No siento nostalgia por los tiempos en los que compartir mando a distancia suponía transigir con el mínimo común denominador del gusto en el hogar. Pero en una parrilla que se multiplicado y que anda plagada de reconstrucciones de crímenes reales, actualizaciones de las cosas que triunfaban hace veinte años, tramas calcadas de otras latitudes y culebrones vistos una y otra vez, agradezco el empeño de algunos creadores que todavía se atreven a retratar un país que reconozco y que me sigue interesando.

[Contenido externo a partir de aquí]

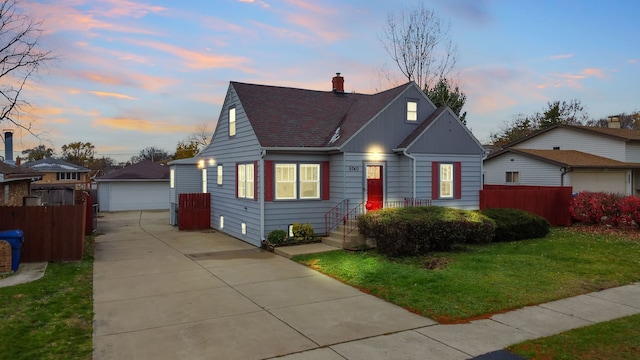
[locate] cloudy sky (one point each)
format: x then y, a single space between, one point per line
132 74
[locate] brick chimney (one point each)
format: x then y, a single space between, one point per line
8 146
614 122
338 83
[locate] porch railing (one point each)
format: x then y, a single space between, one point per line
342 215
335 216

El último ejemplo es Yakarta, firmada por Diego San José y estrenada en Movistar+ hace unos días. Una serie en la que también existe una convivencia entre generaciones –Javier Cámara da vida a un entrenador de bádminton fracasado que encuentra en una joven jugadora, encarnada por Carla Quílez, el último cartucho de su reputación–, pero que no intenta contentar a sus espectadores con una oferta para toda la familia. Bien al contrario, los capítulos se atragantan explorando lo miserable de sus personajes, que se mueven entre la acepción de “ruin o canalla” y la de “desdichado, abatido o infeliz”.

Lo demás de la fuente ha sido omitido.